We created a codebook for each country based on the tobacco packaging and labeling requirements in effect at the time of data collection. The codebooks included measures pertaining to the incorporation of required tobacco packaging and labeling information.
Only tobacco packs that displayed the authorized country health warning labels in effect at the time of data collection were coded for compliance.
We based HWL compliance on four overarching categories that related to requirements across the countries: (1) Warning location, (2) Warning size, (3) Warning text size, and (4) Warning label elements (such as color contrast). Our assessment of compliance for each country was based on the categories that were in alignment with specific country requirements.
In addition to compliance with tobacco packaging and labeling laws, we also coded each pack for its physical, textual and visual aspects.

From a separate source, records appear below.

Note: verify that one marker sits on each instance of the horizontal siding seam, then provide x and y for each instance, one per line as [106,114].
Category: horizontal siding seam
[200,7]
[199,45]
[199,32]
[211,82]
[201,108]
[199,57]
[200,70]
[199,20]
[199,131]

We sought to integrate relevant concepts from literature on brand appeal, market development and audience segmentation.
We created one common codebook that was used for all countries. Each pack was coded for “design features” of the pack, including the shape and size, opening style and any textures or embellishments. We also coded for any evidence of various common “marketing appeals” of the tobacco products. Product “appeals” are various visual elements of branding on the pack to create positive sentiments about the product for a consumer. Some of our common appeals codes included (but were not limited to): flavor, technology, luxury, femininity, masculinity, youth, nationalism and Western culture.